Consumers are spending a total of £10m a year withdrawing money from Post Office cash machines, MPs have heard.
MPs are worried about the impact of charges on poor people
The figure was revealed by Post Office bosses at a hearing of the Treasury Select Committee, which is investigating cash machine charges.
Sub-postmasters can receive as little as 4p from each transaction made on the machines, MPs said.
The Post Office insisted it was not making money from the ATMs and, when charged, fees were capped at £1.50.
About 600,000 withdrawals are made from fee-charging Post office ATMs each month at an average cost of £1.40 a time.
The Post Office stressed that fewer people would use the machines in the future, as more people were withdrawing cash free of charge at Post Office counters.
People with basic bank accounts, a Post Office card account and certain current accounts can make free withdrawals at Post Offices.
Financial Secretary to the Treasury Stephen Timms, who appeared in a later session, appeared to back the Post Office's position.

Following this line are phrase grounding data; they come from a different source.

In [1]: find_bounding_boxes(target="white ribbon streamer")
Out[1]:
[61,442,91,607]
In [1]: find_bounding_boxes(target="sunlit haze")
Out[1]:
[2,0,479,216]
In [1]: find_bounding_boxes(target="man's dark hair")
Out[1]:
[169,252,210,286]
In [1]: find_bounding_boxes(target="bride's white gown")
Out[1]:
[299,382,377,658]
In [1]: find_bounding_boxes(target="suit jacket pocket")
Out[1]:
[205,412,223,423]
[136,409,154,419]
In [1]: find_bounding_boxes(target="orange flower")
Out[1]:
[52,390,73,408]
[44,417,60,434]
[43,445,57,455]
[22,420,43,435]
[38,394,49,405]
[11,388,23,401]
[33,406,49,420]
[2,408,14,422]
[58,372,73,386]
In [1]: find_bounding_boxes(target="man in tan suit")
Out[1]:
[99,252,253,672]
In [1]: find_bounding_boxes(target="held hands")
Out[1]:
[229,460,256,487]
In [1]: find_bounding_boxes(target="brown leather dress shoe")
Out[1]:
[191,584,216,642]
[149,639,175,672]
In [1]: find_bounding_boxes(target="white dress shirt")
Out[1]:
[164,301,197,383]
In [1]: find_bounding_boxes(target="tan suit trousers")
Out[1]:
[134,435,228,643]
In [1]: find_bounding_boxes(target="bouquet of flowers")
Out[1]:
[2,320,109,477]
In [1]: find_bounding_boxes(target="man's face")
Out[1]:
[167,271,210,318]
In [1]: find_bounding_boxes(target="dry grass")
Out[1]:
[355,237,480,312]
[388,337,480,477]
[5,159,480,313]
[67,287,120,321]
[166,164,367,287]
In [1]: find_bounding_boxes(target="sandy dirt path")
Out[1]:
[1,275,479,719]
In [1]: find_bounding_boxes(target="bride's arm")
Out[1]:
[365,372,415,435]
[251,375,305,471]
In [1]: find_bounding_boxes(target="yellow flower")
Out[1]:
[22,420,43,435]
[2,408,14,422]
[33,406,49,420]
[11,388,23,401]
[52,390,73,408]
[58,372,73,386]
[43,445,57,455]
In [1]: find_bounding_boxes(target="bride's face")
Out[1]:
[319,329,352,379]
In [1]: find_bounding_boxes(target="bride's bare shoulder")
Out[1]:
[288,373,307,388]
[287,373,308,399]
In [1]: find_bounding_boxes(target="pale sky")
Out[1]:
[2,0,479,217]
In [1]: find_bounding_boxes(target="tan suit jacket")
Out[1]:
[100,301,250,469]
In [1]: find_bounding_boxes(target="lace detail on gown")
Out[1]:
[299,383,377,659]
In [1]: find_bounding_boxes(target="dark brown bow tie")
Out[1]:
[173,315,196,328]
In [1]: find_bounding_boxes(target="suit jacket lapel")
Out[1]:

"I see no evidence that people on low incomes are having difficulties getting their cash free of charge", he told the committee.
There are more than 50,000 ATMs in the UK, an estimated 19,000 of which impose charges.
MPs are concerned that people on low incomes are suffering as a result of the spread of fee-charging machines.
This is because they are more likely to withdraw smaller amounts, more frequently and therefore incur more charges.
FREE CASH WITHDRAWALS FROM POST OFFICES
Basic bank accounts: Withdrawals can be made from a list of providers including Abbey, NatWest and Barclays
Post Office card account: Used to receive benefits, state pensions and tax credit payments
Current accounts: The scheme is supported by Lloyds TSB and Barclays among others, but not by other High-Street heavyweights HSBC, HBOS and Royal Bank of Scotland
John McFall, chairman of the committee, said he was concerned that people who were on benefits could not afford the charges and were losing out.
Faced with a "15 minutes in a queue" people would be tempted to withdraw cash from one of the fee-charging ATMs, Mr McFall said.
He said that in Speke, a poor suburb of Liverpool, where there are few cash machine facilities, 38% of Post Office users were paying for cash withdrawals unnecessarily at its fee-charging ATM.
The Post Office said it was trying to join Link - a network of free ATMs - and stressed it was working hard to promote financial inclusion.
Mr Timms said he supported steps to improve fee warnings on machines.
"It is important where there are changes levied there should be very clear signage so that people are aware of that as soon as possible," Mr Timms said.
He also supported a call for more banks to sign up to a scheme which allows current account holders to withdraw cash free at Post Office counters.
The scheme is not supported by a number of banks, including HSBC, HBOS and Royal Bank of Scotland.
Mr Timms refused to be drawn on at what stage the government could become concerned about the spread of fee-charging ATMs.
However, he said if there were signs of "substantial" change in the number of fee-charging machines there might be "cause for concern" and it could become an issue for the government.
"If there were signs of large-scale changes I would be concerned about it but I don't see that at the moment," Mr Timms said.